What are the conditions that refrain the patient from getting cardiac transplantation done?
- People between the age of 55 to 60 are excluded from heart transplantation. However, a few of them may show improvement as compared to younger patients. Hence, many centers and hospitals focus on psychologic age which is directly related to the health of some organs such as kidney, liver, heart, etc. and other related medical problems.
- Diabetes also increases the risk of infections and vascular blood vessel complications. However, diabetic patients with no diabetic-associated complications can also undergo heart transplantation.
- There is a high chance of infection in lung patients as well. Also, pulmonary embolism with or without infarction also delays transplantation. Most centers primarily focus on pulmonary embolism with anticoagulants for six to eight weeks.
- Hepatic disease such as cirrhosis also limit survival and increase the risk of death pre and post surgery.
- Other conditions include advanced peripheral vascular disease – claudication, peptic ulcer, obesity and diverticulosis.
What are the outcomes post the first transplant?
Be its congenital heart disease or any kind of heart disease, the outcomes after the transplant is almost similar.
Do you know? The one-year survival rate in case of congenital heart disease is 79 percent while the five-year survival rate is 60 percent.
For unsuccessful results, lots of factors are responsible that are related to the recipient as well as the donor.
For Recipients: the factors responsible for the death up to one-year post-transplantation include:
- Need for ventilator pre-surgery.
- If it’s repetitive heart transplantation for the patient.
- Severe heart conditions
- Gender factor: females accept heart transplantation lesser as compared to males.
- Underweight or obese
For Donors: The factors to be blamed for unsuccessful outcomes are:
- A female donor is prone to mortality after one-year.
- If the donor’s heart is left ventricular hypertrophy sufferer, then poorer outcomes are obvious.
- The donor’s heart should be free from coronary artery disease.
Causes of Death:
Although there are many reasons to be blamed for an increased number of deaths and some of them are:
- Rejection leading to sudden heart failure.
- Severe infections
- Lymphoma and other severe conditions
Early Mortality: Frequent episodes of rejections are observed within the first few weeks or months post-surgery. Nearly 50-80 percent of people face at least one rejection episode. In the first year, 18 percent of deaths happen due to acute rejection and 22 percent due to infections.

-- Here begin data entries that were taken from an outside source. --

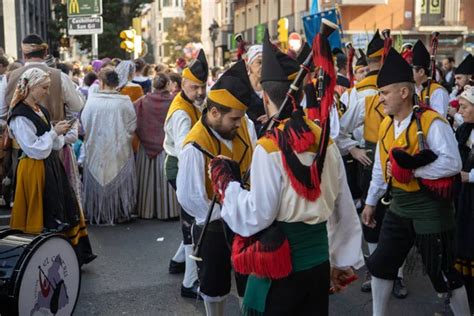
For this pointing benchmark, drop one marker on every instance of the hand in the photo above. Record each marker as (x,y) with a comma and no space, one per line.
(361,156)
(368,216)
(464,177)
(263,118)
(61,127)
(340,278)
(452,111)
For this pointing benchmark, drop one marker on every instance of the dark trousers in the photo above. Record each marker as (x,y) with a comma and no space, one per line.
(186,220)
(302,293)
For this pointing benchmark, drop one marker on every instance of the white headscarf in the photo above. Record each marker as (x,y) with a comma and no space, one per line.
(124,70)
(29,79)
(468,94)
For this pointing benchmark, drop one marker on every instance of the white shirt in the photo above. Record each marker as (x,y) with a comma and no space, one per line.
(190,181)
(248,212)
(73,99)
(440,140)
(39,148)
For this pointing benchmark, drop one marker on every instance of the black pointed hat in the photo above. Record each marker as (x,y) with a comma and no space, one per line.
(375,47)
(395,69)
(361,61)
(277,66)
(466,67)
(233,88)
(421,56)
(198,69)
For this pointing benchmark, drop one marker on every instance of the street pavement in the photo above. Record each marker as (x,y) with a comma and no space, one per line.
(130,277)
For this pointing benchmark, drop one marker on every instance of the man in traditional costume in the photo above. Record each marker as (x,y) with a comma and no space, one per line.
(416,154)
(435,95)
(184,112)
(222,130)
(302,221)
(368,113)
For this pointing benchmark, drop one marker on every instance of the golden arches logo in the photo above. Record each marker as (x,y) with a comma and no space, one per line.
(73,6)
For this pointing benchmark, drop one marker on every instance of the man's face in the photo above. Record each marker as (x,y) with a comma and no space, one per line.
(447,66)
(194,91)
(466,109)
(255,67)
(391,97)
(228,123)
(460,81)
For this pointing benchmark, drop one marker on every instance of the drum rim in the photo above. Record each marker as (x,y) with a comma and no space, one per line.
(37,241)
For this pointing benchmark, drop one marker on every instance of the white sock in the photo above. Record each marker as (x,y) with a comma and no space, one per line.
(215,308)
(400,270)
(372,246)
(190,272)
(381,290)
(459,303)
(180,256)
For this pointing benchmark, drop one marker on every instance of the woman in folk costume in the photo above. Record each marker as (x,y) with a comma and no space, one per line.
(156,198)
(465,202)
(44,200)
(110,184)
(125,71)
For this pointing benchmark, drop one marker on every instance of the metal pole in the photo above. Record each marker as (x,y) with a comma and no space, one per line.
(95,46)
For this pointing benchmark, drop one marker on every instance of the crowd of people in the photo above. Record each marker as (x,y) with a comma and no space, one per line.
(284,200)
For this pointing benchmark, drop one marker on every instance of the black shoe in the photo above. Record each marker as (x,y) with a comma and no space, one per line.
(366,287)
(399,289)
(191,292)
(176,267)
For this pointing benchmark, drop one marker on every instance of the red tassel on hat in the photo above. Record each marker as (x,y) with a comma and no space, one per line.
(441,187)
(400,174)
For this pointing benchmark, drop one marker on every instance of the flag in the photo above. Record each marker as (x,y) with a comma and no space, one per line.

Late Mortality: After the first year, rejection is rare and by four to five years, rejection is responsible for only 10 percent of deaths. Somehow, the development of coronary artery disease and cancer increase over time
Infections still remain the leading cause of death even after the first year. This is due to a weakened immune system. Some people also consider second-time heart transplantation and only 2 percent of transplants are retransplanted every year. However, the survival rate becomes too short which is less than two years. One must look for multiple opinions before undergoing heart transplantation.